Sans
véritablement m'ôter le sommeil, cette question ne manque pas de me turlupiner
: comment Mme la comtesse de Genlis raconte-t-elle dans ses Mémoires écrits vers 1806, alors qu'elle
est devenue avec ostentation grenouille de bénitier, sa liaison scandaleuse et
doublement adultère avec le duc de Chartres ( bientôt duc d'Orléans, en
attendant de finir sur l'échafaud sous le nom de Philippe-Egalité une vie de
débauches honteuses, trahisons abjectes et crimes inouis ) ?
La lecture
du tome premier ( sur dix...) des Mémoires ne m'apporte aucune réponse, la
Comtesse commençant son récit au 25 janvier 1746, jour de sa naissance; nous
avons donc une enfance, des affaires de famille, de la musique ( très tôt, elle
maîtrise à ravir tous les instruments) , un mariage à 17 ans avec M. de Genlis,
une plaisante rencontre avec Jean-Jacques Rousseau, des premières couches... j'abrège – page 160
du tome deux, enfin cette phrase : " J'écris tout ceci très péniblement,
parce que c'est rendre compte d'une des plus grandes fautes de ma vie."
Mme de
Genlis entreprend-elle ici, après cet exorde, de nous narrer comment elle tomba
dans les bras, et sur le sofa, le divan, le lit, du duc de Chartres ? Que nenni
– cette grande faute est ( pour le
moment ? ) d'avoir accepté une place de dame auprès de Mme la duchesse de
Chartres.
Un petit
retour en arrière est ici nécessaire .
Mme de
Genlis était souvent reçue par le duc d'Orléans, au Palais-Royal ou à
Villers-Cotteret, elle y avait été présentée par sa tante, Mme de Montesson,
qui manoeuvrait pour se faire épouser par ce prince, bien qu'elle fût
notoirement la proie d'un sentiment violent et platonique pour le comte ( et futur duc ) de Guines. Dans cette
situation un peu embrouillée , mais conforme aux mœurs du temps dans leur
version vertueuse, la jeune comtesse de Genlis ( nous sommes en 1770, elle a
donc 24 ans ) joue les intermédaires au profit de sa tante , elle attise le
sentiment , à éclipses, du duc pour Mme de Montesson, et négocie auprès du duc
de Chartres pour que celui-ci ne s'oppose pas au mariage de son père. Les
difficultès s'aplanissent et le duc d'Orléans obtient que le roi , c'est Louis
XV , consente à ce mariage très au-dessous de son rang .Le souverain y a mis
trois conditions : que l'union demeure secrète, que Mme de Montesson conserve
son nom ( elle ne pourra donc être duchesse
d'Orléans ) et qu'elle ne vienne pas à la Cour.

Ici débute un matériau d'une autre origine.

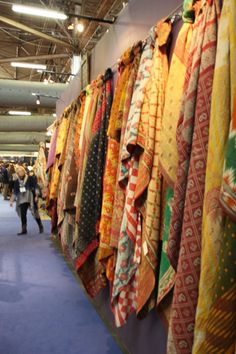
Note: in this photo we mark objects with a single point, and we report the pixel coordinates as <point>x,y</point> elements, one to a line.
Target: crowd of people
<point>19,184</point>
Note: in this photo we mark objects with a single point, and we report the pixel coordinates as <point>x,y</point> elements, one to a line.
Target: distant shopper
<point>26,195</point>
<point>5,181</point>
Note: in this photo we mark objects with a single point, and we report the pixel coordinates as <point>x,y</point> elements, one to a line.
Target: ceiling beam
<point>35,57</point>
<point>33,31</point>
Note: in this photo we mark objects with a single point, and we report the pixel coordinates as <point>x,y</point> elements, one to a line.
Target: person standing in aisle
<point>5,181</point>
<point>26,195</point>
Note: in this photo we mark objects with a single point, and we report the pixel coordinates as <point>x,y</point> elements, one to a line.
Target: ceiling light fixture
<point>70,27</point>
<point>19,113</point>
<point>37,11</point>
<point>28,65</point>
<point>38,101</point>
<point>80,27</point>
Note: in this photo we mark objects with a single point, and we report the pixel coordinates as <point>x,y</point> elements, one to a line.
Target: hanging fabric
<point>192,140</point>
<point>216,310</point>
<point>88,266</point>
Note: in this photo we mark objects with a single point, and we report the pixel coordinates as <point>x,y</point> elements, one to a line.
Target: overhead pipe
<point>23,138</point>
<point>34,57</point>
<point>34,123</point>
<point>19,147</point>
<point>19,93</point>
<point>39,34</point>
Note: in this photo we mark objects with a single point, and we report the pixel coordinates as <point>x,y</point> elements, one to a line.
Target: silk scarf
<point>215,318</point>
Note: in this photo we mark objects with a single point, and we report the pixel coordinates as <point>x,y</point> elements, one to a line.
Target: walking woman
<point>26,195</point>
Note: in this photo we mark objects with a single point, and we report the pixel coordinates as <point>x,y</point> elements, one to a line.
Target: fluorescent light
<point>28,65</point>
<point>38,11</point>
<point>80,27</point>
<point>19,113</point>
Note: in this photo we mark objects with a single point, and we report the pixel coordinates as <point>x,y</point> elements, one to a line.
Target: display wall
<point>149,335</point>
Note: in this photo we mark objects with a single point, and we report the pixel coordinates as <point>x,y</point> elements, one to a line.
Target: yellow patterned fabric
<point>174,90</point>
<point>149,178</point>
<point>214,221</point>
<point>85,139</point>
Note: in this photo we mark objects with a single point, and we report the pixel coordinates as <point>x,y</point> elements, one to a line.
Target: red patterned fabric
<point>192,139</point>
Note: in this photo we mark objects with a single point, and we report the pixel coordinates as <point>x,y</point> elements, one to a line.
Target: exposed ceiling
<point>58,48</point>
<point>44,41</point>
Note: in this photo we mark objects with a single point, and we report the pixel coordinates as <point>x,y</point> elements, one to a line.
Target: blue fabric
<point>43,309</point>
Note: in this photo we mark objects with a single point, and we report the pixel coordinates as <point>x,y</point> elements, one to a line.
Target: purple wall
<point>132,25</point>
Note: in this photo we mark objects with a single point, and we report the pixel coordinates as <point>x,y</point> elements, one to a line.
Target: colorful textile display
<point>149,181</point>
<point>142,181</point>
<point>215,325</point>
<point>128,239</point>
<point>113,194</point>
<point>40,168</point>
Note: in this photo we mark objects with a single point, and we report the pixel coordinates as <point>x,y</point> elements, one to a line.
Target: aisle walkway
<point>43,309</point>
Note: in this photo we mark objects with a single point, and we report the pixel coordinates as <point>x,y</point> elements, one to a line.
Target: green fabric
<point>188,11</point>
<point>167,273</point>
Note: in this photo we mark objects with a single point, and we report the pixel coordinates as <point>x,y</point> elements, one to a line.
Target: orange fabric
<point>149,179</point>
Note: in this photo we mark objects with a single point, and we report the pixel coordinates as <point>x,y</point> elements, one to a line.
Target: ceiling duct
<point>33,123</point>
<point>18,93</point>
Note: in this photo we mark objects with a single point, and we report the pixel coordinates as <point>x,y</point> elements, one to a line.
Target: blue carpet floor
<point>43,309</point>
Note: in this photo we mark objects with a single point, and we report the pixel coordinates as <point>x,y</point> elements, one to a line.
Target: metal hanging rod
<point>90,18</point>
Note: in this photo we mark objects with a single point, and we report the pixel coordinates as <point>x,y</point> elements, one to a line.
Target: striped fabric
<point>186,220</point>
<point>149,183</point>
<point>216,310</point>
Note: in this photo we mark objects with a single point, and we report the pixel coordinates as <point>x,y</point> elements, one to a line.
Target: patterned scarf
<point>72,176</point>
<point>65,172</point>
<point>149,183</point>
<point>128,242</point>
<point>168,158</point>
<point>85,140</point>
<point>216,310</point>
<point>91,200</point>
<point>192,137</point>
<point>113,194</point>
<point>174,91</point>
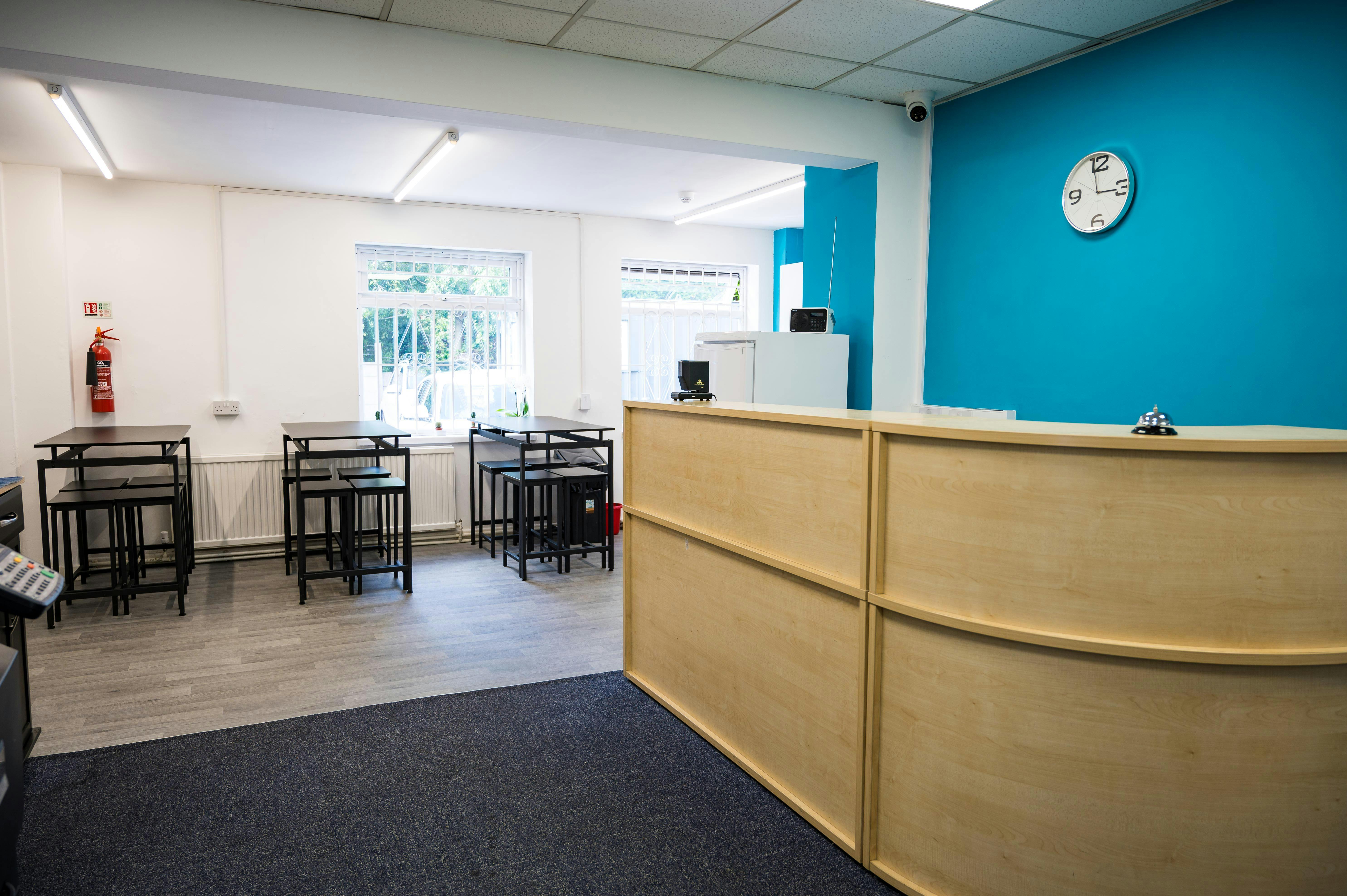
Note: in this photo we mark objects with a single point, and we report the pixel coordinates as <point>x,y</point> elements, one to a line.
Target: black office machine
<point>813,321</point>
<point>696,381</point>
<point>27,588</point>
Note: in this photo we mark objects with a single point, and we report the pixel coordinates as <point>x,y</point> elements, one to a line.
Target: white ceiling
<point>869,49</point>
<point>189,138</point>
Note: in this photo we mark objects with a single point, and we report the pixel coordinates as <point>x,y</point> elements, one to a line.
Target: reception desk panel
<point>1096,663</point>
<point>791,491</point>
<point>1179,549</point>
<point>764,665</point>
<point>1007,770</point>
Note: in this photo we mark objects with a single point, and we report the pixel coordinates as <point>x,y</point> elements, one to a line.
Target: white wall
<point>313,58</point>
<point>156,251</point>
<point>38,323</point>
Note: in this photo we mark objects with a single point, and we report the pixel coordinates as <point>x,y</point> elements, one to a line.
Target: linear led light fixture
<point>442,147</point>
<point>752,196</point>
<point>80,124</point>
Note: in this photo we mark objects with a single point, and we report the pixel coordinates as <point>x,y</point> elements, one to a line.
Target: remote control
<point>27,588</point>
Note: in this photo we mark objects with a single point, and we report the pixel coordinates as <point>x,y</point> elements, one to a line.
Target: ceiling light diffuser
<point>753,196</point>
<point>442,147</point>
<point>75,117</point>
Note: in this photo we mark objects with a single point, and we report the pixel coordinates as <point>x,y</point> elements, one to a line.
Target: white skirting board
<point>238,498</point>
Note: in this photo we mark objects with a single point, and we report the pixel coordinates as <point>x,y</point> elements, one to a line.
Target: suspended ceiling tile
<point>859,30</point>
<point>776,67</point>
<point>370,9</point>
<point>875,83</point>
<point>713,18</point>
<point>560,6</point>
<point>479,17</point>
<point>977,49</point>
<point>1096,18</point>
<point>643,45</point>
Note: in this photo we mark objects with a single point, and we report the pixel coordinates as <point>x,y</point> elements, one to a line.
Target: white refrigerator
<point>807,370</point>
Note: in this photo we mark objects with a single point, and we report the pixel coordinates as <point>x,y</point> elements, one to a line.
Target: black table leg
<point>407,521</point>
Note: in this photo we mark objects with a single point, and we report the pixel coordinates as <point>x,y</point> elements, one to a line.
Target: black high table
<point>80,440</point>
<point>378,433</point>
<point>500,429</point>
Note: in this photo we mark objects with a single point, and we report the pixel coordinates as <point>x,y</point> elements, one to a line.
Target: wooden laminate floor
<point>248,653</point>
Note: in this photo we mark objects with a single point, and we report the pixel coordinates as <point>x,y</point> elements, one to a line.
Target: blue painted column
<point>787,248</point>
<point>845,201</point>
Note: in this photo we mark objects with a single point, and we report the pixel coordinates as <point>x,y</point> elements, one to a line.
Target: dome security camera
<point>919,104</point>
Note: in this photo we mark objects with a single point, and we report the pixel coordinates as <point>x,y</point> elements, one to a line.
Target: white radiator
<point>238,498</point>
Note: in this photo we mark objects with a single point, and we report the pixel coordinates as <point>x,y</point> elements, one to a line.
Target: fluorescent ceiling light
<point>753,196</point>
<point>442,147</point>
<point>80,124</point>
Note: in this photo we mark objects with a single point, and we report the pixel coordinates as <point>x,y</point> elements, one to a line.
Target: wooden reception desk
<point>996,658</point>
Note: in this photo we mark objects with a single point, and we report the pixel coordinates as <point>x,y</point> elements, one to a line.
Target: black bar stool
<point>585,495</point>
<point>325,490</point>
<point>353,475</point>
<point>494,469</point>
<point>287,482</point>
<point>83,525</point>
<point>534,498</point>
<point>391,491</point>
<point>131,550</point>
<point>161,483</point>
<point>80,502</point>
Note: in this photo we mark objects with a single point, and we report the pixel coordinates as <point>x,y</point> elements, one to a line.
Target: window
<point>441,335</point>
<point>665,306</point>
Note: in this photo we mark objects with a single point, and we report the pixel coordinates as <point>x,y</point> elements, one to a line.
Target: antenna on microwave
<point>833,261</point>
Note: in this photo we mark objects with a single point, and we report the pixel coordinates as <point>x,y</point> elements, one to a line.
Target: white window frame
<point>658,333</point>
<point>460,383</point>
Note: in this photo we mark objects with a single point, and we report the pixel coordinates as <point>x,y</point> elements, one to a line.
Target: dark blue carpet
<point>580,786</point>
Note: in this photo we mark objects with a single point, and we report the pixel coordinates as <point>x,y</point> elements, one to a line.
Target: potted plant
<point>521,408</point>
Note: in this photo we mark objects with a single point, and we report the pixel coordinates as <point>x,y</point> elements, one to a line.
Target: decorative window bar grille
<point>665,306</point>
<point>441,335</point>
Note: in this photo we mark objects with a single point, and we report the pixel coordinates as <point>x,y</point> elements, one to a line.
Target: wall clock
<point>1098,193</point>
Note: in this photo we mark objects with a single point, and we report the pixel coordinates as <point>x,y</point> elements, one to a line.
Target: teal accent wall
<point>1221,296</point>
<point>848,199</point>
<point>787,248</point>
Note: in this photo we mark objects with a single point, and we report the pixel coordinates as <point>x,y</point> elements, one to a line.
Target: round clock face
<point>1098,193</point>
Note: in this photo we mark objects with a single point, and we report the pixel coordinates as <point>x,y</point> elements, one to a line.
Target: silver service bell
<point>1155,422</point>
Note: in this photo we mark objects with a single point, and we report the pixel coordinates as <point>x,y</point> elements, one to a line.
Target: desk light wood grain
<point>764,665</point>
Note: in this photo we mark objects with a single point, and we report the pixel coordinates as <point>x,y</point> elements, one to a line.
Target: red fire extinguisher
<point>99,372</point>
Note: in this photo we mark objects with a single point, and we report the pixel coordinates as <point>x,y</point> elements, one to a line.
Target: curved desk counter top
<point>1008,658</point>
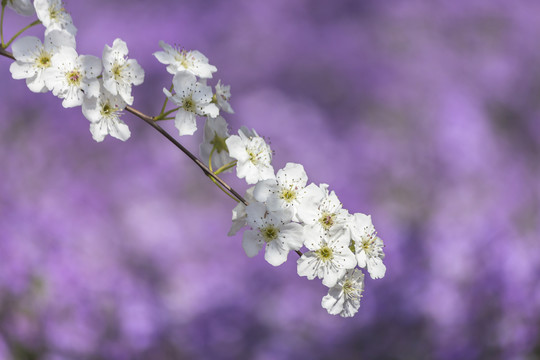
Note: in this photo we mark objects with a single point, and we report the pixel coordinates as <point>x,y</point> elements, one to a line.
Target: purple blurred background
<point>424,114</point>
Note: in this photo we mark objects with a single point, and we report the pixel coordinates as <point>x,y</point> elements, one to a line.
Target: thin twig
<point>6,53</point>
<point>150,121</point>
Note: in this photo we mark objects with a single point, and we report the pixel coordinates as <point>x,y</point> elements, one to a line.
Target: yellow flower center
<point>44,60</point>
<point>325,253</point>
<point>189,105</point>
<point>74,77</point>
<point>288,195</point>
<point>327,220</point>
<point>269,233</point>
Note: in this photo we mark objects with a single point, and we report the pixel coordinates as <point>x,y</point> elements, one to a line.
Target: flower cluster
<point>102,87</point>
<point>283,212</point>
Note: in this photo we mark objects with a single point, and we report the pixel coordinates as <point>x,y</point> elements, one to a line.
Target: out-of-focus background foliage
<point>424,114</point>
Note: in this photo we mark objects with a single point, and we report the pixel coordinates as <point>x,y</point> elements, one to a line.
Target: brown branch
<point>6,53</point>
<point>151,121</point>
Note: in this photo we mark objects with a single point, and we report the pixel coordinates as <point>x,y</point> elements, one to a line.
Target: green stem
<point>2,24</point>
<point>164,115</point>
<point>225,167</point>
<point>165,103</point>
<point>21,31</point>
<point>210,158</point>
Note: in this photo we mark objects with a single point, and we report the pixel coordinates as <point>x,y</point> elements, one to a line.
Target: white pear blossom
<point>194,98</point>
<point>104,112</point>
<point>344,297</point>
<point>54,16</point>
<point>273,229</point>
<point>215,133</point>
<point>239,217</point>
<point>22,7</point>
<point>119,72</point>
<point>180,60</point>
<point>72,77</point>
<point>32,57</point>
<point>253,154</point>
<point>288,190</point>
<point>368,246</point>
<point>329,256</point>
<point>327,215</point>
<point>223,95</point>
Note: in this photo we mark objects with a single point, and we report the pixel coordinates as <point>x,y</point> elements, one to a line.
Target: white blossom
<point>119,72</point>
<point>22,7</point>
<point>72,77</point>
<point>239,217</point>
<point>194,98</point>
<point>329,256</point>
<point>288,190</point>
<point>327,215</point>
<point>273,229</point>
<point>253,154</point>
<point>54,16</point>
<point>344,297</point>
<point>180,60</point>
<point>215,133</point>
<point>104,112</point>
<point>32,57</point>
<point>223,95</point>
<point>368,246</point>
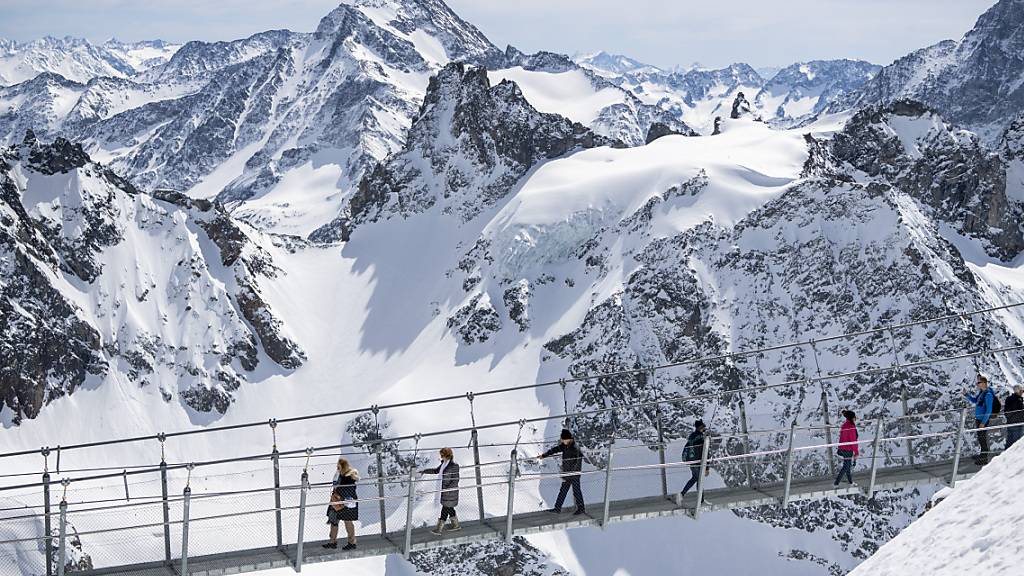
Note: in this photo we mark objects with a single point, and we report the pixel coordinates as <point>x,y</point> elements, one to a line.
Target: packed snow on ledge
<point>976,530</point>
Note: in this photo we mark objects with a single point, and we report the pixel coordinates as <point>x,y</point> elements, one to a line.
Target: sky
<point>665,33</point>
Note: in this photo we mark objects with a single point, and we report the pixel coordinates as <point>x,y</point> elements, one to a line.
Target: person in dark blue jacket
<point>983,402</point>
<point>693,453</point>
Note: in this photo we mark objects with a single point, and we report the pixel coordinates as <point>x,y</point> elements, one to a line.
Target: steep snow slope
<point>975,530</point>
<point>571,93</point>
<point>79,59</point>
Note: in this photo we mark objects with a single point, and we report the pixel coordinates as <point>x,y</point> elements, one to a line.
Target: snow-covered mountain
<point>975,81</point>
<point>792,95</point>
<point>78,59</point>
<point>485,218</point>
<point>800,91</point>
<point>612,66</point>
<point>101,282</point>
<point>284,125</point>
<point>973,529</point>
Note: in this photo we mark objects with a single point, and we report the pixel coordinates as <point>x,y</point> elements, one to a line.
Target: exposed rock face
<point>467,148</point>
<point>974,82</point>
<point>908,147</point>
<point>799,92</point>
<point>167,320</point>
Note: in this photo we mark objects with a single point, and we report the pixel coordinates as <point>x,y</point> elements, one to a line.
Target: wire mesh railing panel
<point>223,524</point>
<point>25,536</point>
<point>115,537</point>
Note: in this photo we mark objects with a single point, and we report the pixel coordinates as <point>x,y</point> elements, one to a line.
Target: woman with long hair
<point>344,505</point>
<point>848,447</point>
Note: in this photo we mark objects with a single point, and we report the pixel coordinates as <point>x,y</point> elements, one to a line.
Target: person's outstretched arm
<point>556,449</point>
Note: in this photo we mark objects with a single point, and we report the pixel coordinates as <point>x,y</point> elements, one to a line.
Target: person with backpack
<point>985,405</point>
<point>1014,409</point>
<point>344,505</point>
<point>571,465</point>
<point>448,491</point>
<point>849,449</point>
<point>693,453</point>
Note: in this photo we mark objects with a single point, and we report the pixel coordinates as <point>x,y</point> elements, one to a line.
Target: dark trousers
<point>573,482</point>
<point>446,512</point>
<point>1013,435</point>
<point>847,470</point>
<point>695,475</point>
<point>982,439</point>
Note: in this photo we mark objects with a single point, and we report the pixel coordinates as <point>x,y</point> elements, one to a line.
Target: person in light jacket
<point>344,505</point>
<point>983,403</point>
<point>848,446</point>
<point>571,464</point>
<point>448,488</point>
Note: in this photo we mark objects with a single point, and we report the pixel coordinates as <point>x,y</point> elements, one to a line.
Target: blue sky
<point>660,32</point>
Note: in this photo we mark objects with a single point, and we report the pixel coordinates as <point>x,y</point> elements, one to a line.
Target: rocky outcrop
<point>974,82</point>
<point>172,319</point>
<point>467,148</point>
<point>909,147</point>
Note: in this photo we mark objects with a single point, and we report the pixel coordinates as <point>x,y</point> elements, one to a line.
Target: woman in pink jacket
<point>848,447</point>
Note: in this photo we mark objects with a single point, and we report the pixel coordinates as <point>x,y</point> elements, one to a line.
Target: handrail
<point>632,371</point>
<point>649,404</point>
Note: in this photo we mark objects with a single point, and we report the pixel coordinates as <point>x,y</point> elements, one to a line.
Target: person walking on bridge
<point>1014,408</point>
<point>848,446</point>
<point>571,465</point>
<point>983,402</point>
<point>344,505</point>
<point>692,454</point>
<point>448,490</point>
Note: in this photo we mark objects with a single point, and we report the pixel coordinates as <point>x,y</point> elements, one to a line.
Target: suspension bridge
<point>179,519</point>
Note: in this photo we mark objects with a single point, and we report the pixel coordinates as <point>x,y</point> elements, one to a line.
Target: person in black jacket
<point>571,464</point>
<point>692,453</point>
<point>1014,410</point>
<point>449,491</point>
<point>344,506</point>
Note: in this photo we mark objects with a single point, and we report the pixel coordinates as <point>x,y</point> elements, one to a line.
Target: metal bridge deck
<point>532,523</point>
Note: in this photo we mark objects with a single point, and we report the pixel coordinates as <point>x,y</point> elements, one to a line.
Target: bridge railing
<point>115,534</point>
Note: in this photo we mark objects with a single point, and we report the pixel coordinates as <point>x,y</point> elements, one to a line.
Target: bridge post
<point>704,471</point>
<point>166,508</point>
<point>906,423</point>
<point>875,457</point>
<point>827,417</point>
<point>275,457</point>
<point>747,442</point>
<point>61,545</point>
<point>660,439</point>
<point>607,484</point>
<point>410,504</point>
<point>960,447</point>
<point>479,478</point>
<point>46,523</point>
<point>381,504</point>
<point>788,465</point>
<point>513,464</point>
<point>184,531</point>
<point>303,492</point>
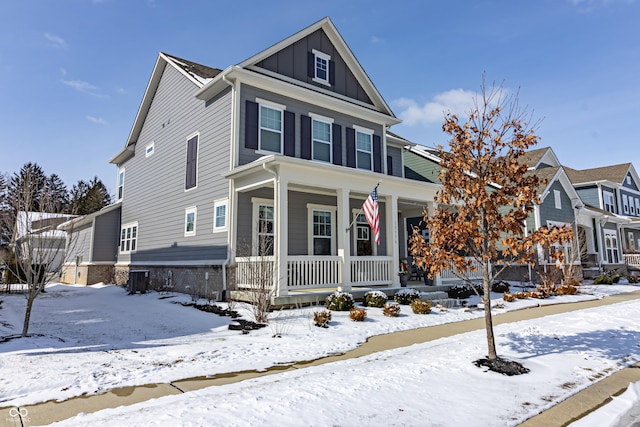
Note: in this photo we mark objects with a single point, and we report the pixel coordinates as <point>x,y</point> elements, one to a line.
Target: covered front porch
<point>303,226</point>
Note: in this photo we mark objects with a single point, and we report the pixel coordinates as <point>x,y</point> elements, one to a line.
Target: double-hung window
<point>271,127</point>
<point>120,189</point>
<point>321,238</point>
<point>321,138</point>
<point>321,67</point>
<point>128,238</point>
<point>190,216</point>
<point>364,149</point>
<point>220,215</point>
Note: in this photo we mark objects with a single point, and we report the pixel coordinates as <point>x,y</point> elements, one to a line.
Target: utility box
<point>138,281</point>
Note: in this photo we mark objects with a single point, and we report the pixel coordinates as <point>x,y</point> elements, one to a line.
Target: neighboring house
<point>267,160</point>
<point>613,191</point>
<point>37,239</point>
<point>92,247</point>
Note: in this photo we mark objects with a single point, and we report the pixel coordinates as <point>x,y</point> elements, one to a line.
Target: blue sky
<point>73,72</point>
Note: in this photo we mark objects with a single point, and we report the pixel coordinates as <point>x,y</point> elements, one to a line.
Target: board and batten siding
<point>293,62</point>
<point>298,108</point>
<point>154,189</point>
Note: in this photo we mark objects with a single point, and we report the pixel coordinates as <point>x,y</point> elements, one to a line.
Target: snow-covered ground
<point>90,339</point>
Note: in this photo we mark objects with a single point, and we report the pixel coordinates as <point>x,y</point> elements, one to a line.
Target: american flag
<point>370,208</point>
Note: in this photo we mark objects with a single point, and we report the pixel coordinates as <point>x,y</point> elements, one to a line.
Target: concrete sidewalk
<point>567,411</point>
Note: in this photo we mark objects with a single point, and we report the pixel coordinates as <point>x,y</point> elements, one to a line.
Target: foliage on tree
<point>89,197</point>
<point>486,196</point>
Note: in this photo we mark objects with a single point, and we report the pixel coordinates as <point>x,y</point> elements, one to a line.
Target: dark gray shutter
<point>332,73</point>
<point>311,64</point>
<point>377,154</point>
<point>336,135</point>
<point>351,147</point>
<point>289,134</point>
<point>305,137</point>
<point>251,125</point>
<point>192,162</point>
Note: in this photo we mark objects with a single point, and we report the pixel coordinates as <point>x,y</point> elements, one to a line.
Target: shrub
<point>358,314</point>
<point>322,318</point>
<point>406,296</point>
<point>500,287</point>
<point>421,307</point>
<point>375,299</point>
<point>391,309</point>
<point>608,278</point>
<point>464,291</point>
<point>339,301</point>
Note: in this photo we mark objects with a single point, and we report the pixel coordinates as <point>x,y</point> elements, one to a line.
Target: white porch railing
<point>632,259</point>
<point>449,275</point>
<point>371,270</point>
<point>313,271</point>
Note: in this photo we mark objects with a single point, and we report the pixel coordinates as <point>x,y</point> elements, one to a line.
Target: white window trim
<point>257,202</point>
<point>149,149</point>
<point>322,55</point>
<point>367,132</point>
<point>321,208</point>
<point>273,106</point>
<point>557,199</point>
<point>216,205</point>
<point>120,194</point>
<point>329,121</point>
<point>129,225</point>
<point>187,211</point>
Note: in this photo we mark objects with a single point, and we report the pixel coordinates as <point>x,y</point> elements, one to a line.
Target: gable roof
<point>614,173</point>
<point>196,73</point>
<point>326,25</point>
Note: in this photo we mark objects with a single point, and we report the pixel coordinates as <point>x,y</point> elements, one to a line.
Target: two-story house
<point>267,160</point>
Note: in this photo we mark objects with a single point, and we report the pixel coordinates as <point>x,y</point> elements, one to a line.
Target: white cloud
<point>456,101</point>
<point>97,120</point>
<point>55,41</point>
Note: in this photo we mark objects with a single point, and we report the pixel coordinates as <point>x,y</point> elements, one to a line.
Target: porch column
<point>281,249</point>
<point>343,220</point>
<point>391,230</point>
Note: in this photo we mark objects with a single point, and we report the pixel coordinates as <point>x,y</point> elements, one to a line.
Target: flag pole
<point>360,211</point>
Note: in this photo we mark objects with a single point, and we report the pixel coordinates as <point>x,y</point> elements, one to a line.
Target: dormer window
<point>321,67</point>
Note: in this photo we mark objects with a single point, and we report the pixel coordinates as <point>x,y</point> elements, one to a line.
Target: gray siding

L' union secrète est célébrée secrétement
par l'archevêque de Paris, trois semaines plus tard, tout Paris et tout
Versailles en bruissent.
Et Mme de
Genlis ? Elle avait eu la promesse d'une place de dame d'honneur auprès de
Madame, comtesse de Provence ( donc épouse du futur Louis XVIII ) , promesse
reprise quand elle fit comprendre qu'elle ne voulait pas paraître dans la
société de Mme du Barry, ancienne courtisane et maîtresse en titre du Roi.
C'est alors
que Mme de Montesson fit obtenir à sa nièce cette place de dame ( et celle de
capitaine des Gardes de Mgr le duc d'Orléans pour M. le comte de Genlis ). Nous
voici donc au moment de la faute, et
le couple Genlis au Palais-Royal ( la
pauvrette est d'abord conduite dans un ancien appartement du Régent : " Toutes
ces glaces, écrit-elle, toute cette magnificence de boudoir, me déplurent à l'excès. Je pensai que dans ces lieux
s'étaient passés les orgies de la Régence (...)".)
Et le duc
de Chartres ? Les dizaines de pages qui suivent décrivent la société du
Palais-Royal, mais point de jeune prince.
Quand sera
satisfaite m'a curiosité, si elle l'est jamais ?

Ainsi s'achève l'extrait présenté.